Clicking over to the “All networks” tab presents administrators with a searchable list of all dashboard networks in the organization and their firmware status. Based on the current status of each network, certain upgrade options will be available to put networks on the latest stable firmware, a release candidate firmware (which is a version that is currently undergoing final testing before becoming the new stable version), or the latest beta. The statuses a network can have are as follows:

  • Upgrade available – This network is not running the latest stable version, and can be upgraded to stable, beta, or release candidate firmwares assuming that a release candidate version exists.
  • Up to date (stable release candidate available) – This network is running the latest stable version, but can be upgraded either to a release candidate or the current recommended beta firmware.
  • Up to date (beta available) – This network is running the latest stable version, but can be upgraded to the current recommended beta firmware.
  • On Beta (beta available) – This network is running a beta version, but not the most recent one. It can be upgraded to the current recommended beta firmware.
  • Up to date – This network is running the latest beta code and cannot be upgraded.

Firmware Manager Networks

This represents the third and final major change included in this new tool: administrators can now upgrade to beta firmware themselves, without the need to contact Cisco Meraki Support or their Sales representative. This makes it easier for customers to access new features and bug fixes as quickly as possible. In addition, when upgrading a network to a new firmware version administrators will be able to view patch notes not only for the new firmware, but any versions in between the current and upgrade firmwares, to get a clear picture of exactly what is changing in the code. To perform an upgrade, simply select one or more networks from the list and click the “Bulk upgrade” button at the top right of the page.
These new capabilities are a big step forward in firmware visibility and control for our customers, and we hope they will make it easier for all Meraki users worldwide to get access to new features, resolve issues, and keep their networks secure. This new page will be available today for all Cisco Meraki dashboard organizations via the Organization>Firmware upgrades menu option, so take a look for yourself and, as always, let us know what you think!

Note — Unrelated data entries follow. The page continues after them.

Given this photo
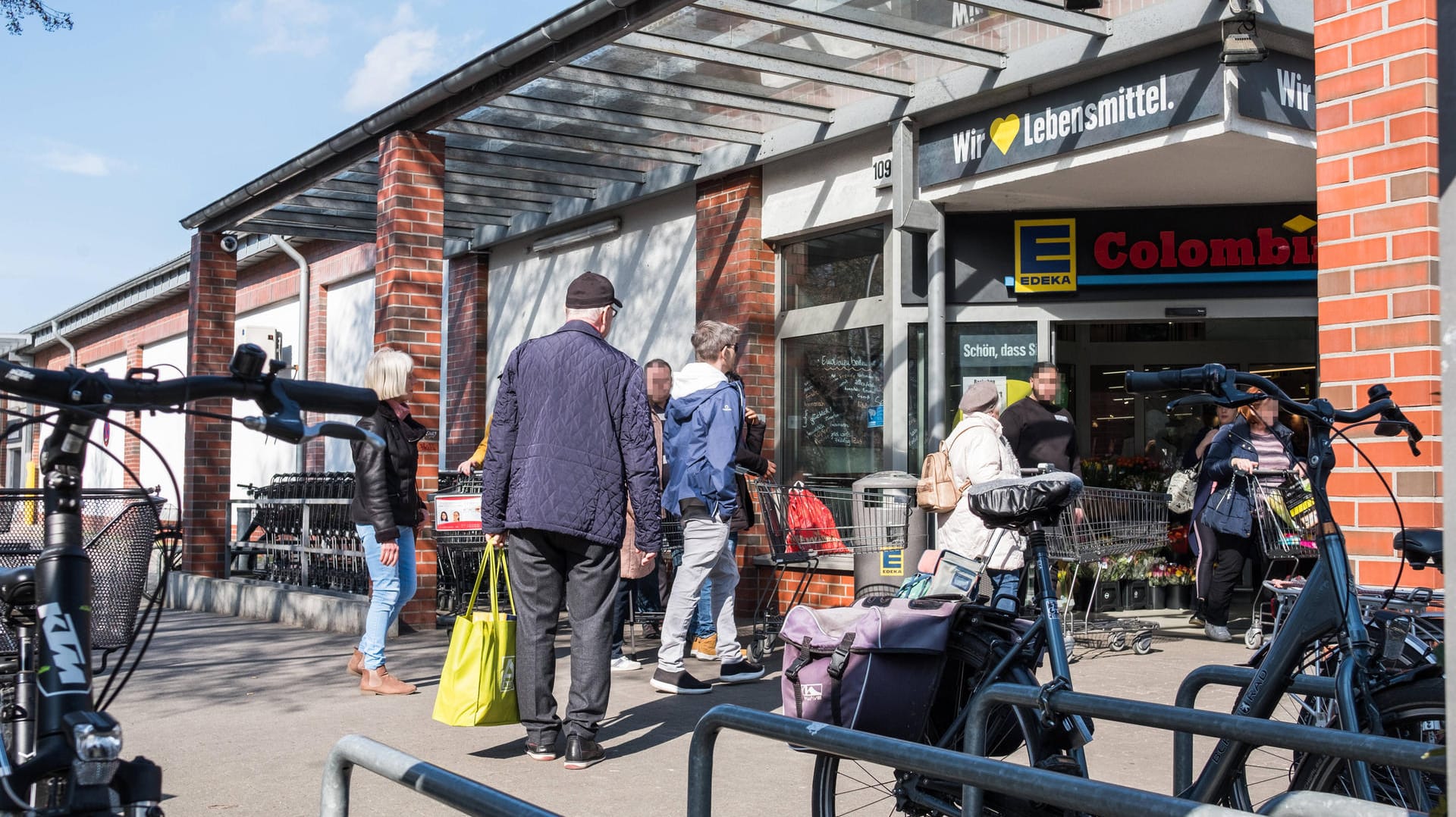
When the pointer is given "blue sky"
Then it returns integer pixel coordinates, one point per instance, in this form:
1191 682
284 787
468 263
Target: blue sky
147 111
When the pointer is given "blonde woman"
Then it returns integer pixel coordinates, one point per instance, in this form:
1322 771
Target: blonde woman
386 509
981 453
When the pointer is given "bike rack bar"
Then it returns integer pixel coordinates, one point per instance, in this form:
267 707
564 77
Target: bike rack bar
1053 788
1315 803
1226 676
428 780
1258 731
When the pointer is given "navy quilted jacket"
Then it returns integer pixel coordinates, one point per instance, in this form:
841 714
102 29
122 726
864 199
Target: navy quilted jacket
571 437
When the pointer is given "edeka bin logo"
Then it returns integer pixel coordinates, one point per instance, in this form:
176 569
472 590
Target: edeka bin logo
1046 255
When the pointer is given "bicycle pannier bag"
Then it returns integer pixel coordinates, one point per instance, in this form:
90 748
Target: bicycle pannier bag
1181 488
811 524
937 490
873 666
1229 512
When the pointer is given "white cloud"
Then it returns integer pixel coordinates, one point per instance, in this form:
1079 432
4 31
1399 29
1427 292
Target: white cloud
284 27
395 66
69 159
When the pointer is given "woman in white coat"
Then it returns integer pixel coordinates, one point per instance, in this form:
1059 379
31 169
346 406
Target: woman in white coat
981 453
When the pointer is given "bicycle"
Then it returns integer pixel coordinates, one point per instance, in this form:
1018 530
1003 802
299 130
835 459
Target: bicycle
1324 631
63 755
986 646
1402 704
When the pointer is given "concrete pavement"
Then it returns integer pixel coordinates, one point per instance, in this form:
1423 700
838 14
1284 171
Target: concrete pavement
242 715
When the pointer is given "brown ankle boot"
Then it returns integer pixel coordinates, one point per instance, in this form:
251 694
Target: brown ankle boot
379 682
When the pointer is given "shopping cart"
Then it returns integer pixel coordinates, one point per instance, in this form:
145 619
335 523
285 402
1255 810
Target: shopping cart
805 523
1109 521
118 531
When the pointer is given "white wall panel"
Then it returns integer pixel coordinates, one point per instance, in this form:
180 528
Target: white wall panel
824 188
653 265
350 315
165 430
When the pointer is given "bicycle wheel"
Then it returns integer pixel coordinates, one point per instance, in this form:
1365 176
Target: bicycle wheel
1411 711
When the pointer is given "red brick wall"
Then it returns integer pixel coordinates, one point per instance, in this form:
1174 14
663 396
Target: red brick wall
736 284
207 450
466 374
1375 67
410 270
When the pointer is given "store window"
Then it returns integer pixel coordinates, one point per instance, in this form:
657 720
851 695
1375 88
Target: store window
1002 352
833 405
835 268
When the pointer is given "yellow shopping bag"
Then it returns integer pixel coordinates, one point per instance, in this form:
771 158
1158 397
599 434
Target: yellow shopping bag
478 682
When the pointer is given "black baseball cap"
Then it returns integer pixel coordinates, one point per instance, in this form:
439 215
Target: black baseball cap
590 292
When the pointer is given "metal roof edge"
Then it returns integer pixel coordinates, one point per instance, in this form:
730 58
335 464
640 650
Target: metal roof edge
360 140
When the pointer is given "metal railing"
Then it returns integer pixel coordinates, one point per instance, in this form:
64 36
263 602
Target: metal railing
428 780
1052 788
1258 731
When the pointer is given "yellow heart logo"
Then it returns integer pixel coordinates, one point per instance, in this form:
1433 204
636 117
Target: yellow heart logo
1005 130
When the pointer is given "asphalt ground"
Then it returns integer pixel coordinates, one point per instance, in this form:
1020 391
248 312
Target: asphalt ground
242 715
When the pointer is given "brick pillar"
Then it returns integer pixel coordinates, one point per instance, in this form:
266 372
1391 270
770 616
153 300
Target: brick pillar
408 280
736 283
1375 67
209 445
131 447
318 365
466 371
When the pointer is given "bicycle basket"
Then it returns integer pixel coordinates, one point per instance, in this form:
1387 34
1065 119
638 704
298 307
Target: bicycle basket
118 531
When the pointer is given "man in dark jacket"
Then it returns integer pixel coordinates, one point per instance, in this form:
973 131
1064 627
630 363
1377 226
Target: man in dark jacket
704 421
1038 430
570 440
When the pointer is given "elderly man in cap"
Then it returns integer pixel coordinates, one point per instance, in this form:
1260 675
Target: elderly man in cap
571 442
981 453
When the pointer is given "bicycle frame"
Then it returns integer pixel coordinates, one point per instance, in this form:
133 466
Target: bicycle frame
1327 606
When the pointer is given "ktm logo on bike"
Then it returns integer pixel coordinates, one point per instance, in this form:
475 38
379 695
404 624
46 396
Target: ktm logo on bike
66 663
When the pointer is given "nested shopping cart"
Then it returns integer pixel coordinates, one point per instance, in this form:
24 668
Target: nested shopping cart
118 531
1109 521
805 523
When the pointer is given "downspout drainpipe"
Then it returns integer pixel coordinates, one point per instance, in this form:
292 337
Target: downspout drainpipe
300 355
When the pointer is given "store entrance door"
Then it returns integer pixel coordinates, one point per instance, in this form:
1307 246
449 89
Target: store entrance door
1112 424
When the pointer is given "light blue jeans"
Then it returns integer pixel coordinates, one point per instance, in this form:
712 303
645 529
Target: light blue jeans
394 589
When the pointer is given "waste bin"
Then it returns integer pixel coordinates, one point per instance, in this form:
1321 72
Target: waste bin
881 573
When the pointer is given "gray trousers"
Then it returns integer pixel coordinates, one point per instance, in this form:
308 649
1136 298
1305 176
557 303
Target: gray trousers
546 570
705 556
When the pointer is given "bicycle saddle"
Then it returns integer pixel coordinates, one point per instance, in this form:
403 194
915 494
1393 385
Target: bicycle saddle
1019 501
18 586
1421 545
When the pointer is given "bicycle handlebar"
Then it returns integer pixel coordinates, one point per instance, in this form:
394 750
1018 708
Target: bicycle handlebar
280 399
1222 385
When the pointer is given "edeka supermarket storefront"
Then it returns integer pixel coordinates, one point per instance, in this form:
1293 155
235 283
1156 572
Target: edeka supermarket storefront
1159 216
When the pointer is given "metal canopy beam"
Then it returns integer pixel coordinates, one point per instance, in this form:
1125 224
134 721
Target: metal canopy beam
506 172
615 117
485 180
570 142
487 152
691 92
864 33
800 67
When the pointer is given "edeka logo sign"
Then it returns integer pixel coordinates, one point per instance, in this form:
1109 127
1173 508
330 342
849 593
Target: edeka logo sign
1046 255
1136 101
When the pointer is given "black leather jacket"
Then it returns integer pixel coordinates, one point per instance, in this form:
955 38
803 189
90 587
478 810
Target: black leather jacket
384 493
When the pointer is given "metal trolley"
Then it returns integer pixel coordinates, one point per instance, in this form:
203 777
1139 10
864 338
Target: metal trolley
861 521
1110 521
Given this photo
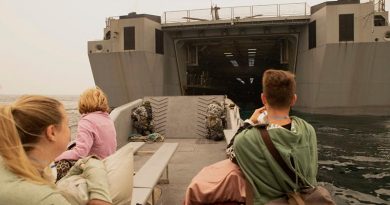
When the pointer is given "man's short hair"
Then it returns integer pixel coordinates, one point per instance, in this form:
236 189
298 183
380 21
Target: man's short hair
279 88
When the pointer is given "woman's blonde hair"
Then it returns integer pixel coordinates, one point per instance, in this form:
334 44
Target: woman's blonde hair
93 100
21 126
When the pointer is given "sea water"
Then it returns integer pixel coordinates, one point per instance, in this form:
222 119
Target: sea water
353 151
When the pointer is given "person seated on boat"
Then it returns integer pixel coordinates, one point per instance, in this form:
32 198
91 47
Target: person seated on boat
142 117
96 133
33 131
293 137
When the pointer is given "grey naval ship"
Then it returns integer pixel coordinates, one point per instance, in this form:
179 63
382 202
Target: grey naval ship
185 60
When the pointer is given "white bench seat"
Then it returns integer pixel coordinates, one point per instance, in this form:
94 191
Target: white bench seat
140 195
152 170
136 146
150 173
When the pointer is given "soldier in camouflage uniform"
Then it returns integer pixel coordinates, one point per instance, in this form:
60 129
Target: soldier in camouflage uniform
215 117
142 117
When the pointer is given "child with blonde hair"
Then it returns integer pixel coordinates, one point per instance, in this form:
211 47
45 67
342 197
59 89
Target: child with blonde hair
96 133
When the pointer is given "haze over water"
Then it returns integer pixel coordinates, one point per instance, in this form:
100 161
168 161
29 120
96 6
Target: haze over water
354 152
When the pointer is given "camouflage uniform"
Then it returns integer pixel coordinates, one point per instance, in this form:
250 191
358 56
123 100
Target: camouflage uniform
142 117
215 118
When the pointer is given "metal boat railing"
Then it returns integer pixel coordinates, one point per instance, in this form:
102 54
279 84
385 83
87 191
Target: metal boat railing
235 13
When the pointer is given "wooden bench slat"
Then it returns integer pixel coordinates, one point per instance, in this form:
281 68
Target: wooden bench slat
140 195
152 170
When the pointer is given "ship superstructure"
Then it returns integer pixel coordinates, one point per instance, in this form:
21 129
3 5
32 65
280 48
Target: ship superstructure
338 50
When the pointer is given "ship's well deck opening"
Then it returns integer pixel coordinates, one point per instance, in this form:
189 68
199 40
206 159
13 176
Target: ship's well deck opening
234 66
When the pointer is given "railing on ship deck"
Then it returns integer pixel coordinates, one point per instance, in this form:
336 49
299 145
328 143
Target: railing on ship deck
235 13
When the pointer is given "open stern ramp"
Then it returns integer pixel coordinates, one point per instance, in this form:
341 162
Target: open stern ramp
181 116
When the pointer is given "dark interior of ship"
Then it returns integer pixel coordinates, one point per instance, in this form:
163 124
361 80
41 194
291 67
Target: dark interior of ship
232 67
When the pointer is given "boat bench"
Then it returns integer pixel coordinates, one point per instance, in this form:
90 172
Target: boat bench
150 173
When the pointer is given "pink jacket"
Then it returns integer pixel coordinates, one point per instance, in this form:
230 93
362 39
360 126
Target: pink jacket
96 135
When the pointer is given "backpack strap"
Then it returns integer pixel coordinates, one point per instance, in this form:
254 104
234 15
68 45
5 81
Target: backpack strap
275 153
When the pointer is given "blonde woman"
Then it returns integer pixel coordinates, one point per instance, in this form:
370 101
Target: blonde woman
33 131
95 132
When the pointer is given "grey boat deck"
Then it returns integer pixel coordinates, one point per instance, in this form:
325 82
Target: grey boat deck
190 157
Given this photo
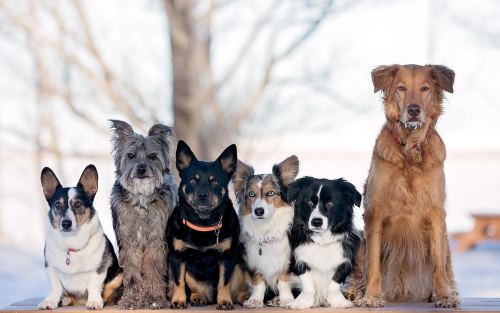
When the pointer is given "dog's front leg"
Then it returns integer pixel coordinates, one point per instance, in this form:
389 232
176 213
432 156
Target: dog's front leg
306 298
373 295
178 271
94 290
441 285
284 290
256 300
52 300
226 269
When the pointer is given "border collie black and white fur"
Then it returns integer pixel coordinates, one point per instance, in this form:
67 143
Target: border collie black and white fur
324 241
266 218
79 259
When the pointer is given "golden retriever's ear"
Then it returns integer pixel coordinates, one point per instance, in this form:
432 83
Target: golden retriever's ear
444 77
382 77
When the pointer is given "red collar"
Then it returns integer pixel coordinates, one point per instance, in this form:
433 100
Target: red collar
202 228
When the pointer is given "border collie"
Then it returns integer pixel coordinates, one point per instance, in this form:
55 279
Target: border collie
324 241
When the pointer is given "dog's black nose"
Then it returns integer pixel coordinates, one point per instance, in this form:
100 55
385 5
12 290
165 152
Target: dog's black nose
414 110
141 170
317 222
259 211
66 224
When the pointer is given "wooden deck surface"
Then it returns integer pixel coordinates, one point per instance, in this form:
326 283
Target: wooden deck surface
467 305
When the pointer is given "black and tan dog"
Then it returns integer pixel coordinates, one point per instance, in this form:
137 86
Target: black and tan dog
203 234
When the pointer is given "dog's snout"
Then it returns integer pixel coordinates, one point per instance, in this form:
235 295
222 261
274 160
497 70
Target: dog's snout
141 170
259 211
66 224
317 222
414 110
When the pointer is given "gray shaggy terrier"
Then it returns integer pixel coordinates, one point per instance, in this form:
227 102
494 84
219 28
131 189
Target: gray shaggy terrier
143 196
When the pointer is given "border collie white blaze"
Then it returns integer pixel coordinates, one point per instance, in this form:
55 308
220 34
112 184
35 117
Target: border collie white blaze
323 239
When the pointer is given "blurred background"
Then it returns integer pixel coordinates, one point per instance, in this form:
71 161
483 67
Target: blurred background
277 77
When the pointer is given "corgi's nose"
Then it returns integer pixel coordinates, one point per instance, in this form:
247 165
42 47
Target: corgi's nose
259 211
66 224
141 170
317 222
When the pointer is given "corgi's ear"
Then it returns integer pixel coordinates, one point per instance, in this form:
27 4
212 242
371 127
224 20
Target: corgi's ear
228 159
88 181
287 170
50 183
183 156
241 177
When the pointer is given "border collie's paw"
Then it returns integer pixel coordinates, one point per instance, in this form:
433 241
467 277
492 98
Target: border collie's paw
446 302
302 302
225 305
253 304
370 302
95 304
339 302
47 305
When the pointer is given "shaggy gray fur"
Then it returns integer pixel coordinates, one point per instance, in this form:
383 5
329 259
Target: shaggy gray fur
142 199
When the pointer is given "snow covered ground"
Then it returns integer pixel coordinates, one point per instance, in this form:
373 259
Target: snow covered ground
22 273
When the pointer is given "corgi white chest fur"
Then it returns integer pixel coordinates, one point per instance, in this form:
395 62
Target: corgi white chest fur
267 244
323 255
89 241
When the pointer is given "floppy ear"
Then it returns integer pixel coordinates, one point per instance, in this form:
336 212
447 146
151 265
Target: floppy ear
287 170
241 176
50 183
382 77
162 132
444 77
121 131
228 159
183 156
88 181
353 197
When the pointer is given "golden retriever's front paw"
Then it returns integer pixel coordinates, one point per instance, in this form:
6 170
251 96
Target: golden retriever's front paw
225 305
47 305
446 302
370 302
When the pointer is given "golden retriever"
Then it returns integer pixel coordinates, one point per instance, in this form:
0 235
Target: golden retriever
407 255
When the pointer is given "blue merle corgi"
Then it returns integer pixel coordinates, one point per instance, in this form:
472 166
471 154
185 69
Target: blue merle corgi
80 262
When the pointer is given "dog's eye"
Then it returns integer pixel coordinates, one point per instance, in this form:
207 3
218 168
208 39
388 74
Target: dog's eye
152 156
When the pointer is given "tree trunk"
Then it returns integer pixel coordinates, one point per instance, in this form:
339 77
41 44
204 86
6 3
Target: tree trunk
197 119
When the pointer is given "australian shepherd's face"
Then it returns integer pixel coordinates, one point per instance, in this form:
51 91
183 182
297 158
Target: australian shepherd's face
323 205
261 196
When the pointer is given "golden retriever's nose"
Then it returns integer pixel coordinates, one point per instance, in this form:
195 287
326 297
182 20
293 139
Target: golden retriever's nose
414 110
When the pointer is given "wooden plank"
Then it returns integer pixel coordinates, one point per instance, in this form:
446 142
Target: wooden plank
467 305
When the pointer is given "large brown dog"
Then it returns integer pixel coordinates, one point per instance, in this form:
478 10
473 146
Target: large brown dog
407 252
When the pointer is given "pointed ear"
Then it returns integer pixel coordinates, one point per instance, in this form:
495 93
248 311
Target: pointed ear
88 181
444 77
287 170
121 131
50 183
183 156
353 197
382 77
228 159
162 132
241 176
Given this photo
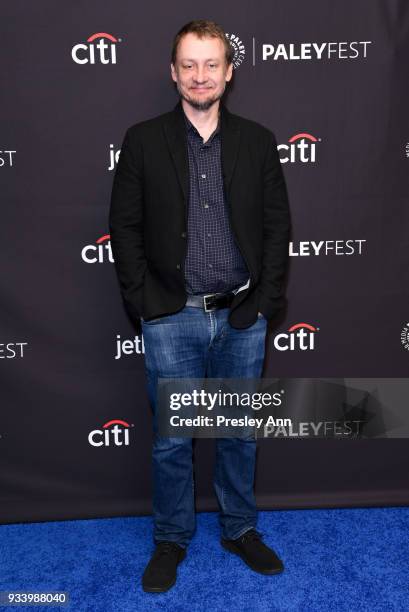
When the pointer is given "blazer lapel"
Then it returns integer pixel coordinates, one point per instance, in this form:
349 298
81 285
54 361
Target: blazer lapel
175 133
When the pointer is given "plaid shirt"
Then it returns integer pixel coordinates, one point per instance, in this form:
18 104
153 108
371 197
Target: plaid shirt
213 261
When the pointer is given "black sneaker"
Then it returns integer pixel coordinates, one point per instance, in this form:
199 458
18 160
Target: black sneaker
255 553
160 573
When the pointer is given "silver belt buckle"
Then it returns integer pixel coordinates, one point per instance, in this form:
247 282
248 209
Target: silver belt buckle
204 301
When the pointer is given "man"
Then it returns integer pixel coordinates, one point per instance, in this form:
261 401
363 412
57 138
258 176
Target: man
199 225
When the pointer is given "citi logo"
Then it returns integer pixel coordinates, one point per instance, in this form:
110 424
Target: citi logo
113 433
99 252
99 49
300 336
300 148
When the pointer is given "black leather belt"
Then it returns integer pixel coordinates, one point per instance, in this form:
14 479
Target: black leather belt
210 301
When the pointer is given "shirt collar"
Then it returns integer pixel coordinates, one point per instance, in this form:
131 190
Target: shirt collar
191 127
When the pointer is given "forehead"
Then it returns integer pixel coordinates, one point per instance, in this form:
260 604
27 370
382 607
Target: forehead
191 47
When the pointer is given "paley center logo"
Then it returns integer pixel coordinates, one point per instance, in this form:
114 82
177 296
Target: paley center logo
238 47
112 433
299 148
299 337
404 336
99 252
100 48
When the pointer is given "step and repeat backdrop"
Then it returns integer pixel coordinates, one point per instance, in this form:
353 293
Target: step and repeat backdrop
330 80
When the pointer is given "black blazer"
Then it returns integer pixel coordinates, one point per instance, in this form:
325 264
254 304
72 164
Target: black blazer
149 207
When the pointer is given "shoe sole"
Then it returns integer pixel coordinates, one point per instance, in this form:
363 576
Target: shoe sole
232 548
168 586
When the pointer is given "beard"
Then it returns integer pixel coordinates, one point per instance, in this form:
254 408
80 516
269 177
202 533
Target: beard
201 105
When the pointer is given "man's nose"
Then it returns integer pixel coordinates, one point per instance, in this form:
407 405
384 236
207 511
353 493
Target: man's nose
200 74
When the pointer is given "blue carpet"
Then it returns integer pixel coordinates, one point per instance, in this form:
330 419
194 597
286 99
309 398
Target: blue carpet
342 559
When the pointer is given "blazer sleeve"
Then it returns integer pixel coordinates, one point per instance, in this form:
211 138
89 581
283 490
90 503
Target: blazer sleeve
126 224
276 233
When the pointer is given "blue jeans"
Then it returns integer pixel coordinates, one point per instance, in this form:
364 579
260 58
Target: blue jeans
193 343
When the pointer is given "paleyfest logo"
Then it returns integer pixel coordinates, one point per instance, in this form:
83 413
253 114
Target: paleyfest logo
112 433
99 252
300 148
100 48
299 337
315 51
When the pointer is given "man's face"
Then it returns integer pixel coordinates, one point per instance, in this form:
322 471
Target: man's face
200 72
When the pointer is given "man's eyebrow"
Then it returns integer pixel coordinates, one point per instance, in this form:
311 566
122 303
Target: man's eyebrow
210 59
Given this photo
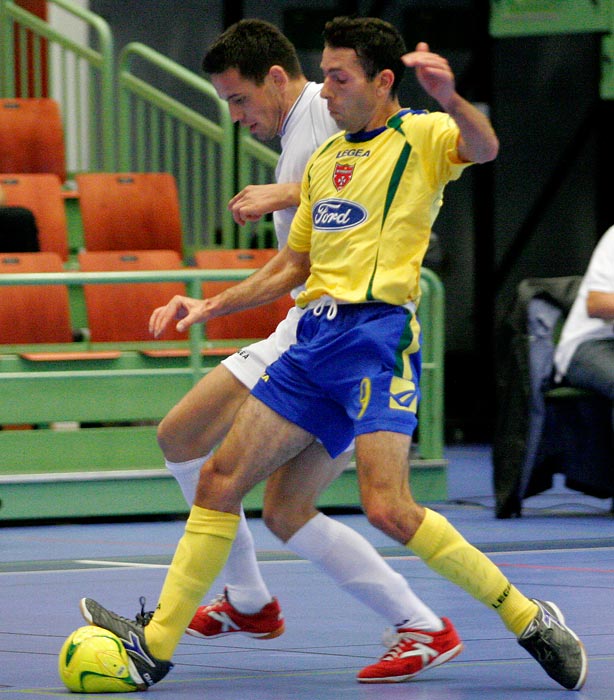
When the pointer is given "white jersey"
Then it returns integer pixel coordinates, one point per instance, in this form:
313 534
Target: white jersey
306 127
579 326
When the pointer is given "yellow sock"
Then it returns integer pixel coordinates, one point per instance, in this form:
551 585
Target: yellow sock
199 558
447 552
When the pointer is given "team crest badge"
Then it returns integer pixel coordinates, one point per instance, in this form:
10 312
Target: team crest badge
342 175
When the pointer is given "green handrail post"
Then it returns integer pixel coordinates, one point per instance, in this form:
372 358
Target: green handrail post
210 178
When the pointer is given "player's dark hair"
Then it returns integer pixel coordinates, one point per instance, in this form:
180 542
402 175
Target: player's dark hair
377 43
252 46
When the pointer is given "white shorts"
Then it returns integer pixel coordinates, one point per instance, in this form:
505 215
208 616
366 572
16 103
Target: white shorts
249 363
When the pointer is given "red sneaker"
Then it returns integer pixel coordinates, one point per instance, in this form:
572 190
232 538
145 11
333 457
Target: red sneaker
220 618
412 652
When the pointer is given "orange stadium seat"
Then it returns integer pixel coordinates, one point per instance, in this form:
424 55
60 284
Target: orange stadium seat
33 313
120 312
32 136
252 323
130 211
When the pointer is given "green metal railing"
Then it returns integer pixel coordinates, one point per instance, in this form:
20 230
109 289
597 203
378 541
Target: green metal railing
38 60
431 311
161 132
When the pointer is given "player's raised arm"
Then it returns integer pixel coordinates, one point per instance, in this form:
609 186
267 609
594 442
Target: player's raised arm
280 275
478 142
254 201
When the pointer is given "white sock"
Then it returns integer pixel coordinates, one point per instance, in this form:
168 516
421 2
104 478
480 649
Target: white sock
245 586
356 566
244 583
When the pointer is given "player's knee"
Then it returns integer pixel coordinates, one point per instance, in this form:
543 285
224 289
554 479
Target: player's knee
166 441
285 521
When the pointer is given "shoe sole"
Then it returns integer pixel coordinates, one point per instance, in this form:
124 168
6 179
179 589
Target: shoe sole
584 670
85 613
441 659
254 635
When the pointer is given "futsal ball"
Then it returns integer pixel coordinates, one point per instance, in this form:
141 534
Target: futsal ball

A new approach to Meraki firmware management

Put your untrusted clients on ISE

Source: Meraki-Cisco

The last decade has seen a drastic increase in the number of network-connected devices.  Because of this, it has become more and more difficult for administrators to manage access, security, and traffic policies for all of the clients in their networks.  As with a lot of other IT challenges, the key to solving this problem lies in automation – removing as much of the manual work as possible by creating ways to dynamically and intelligently assign policies to clients.  One of the most effective ways to accomplish this is through a technology known as Change of Authorization (CoA).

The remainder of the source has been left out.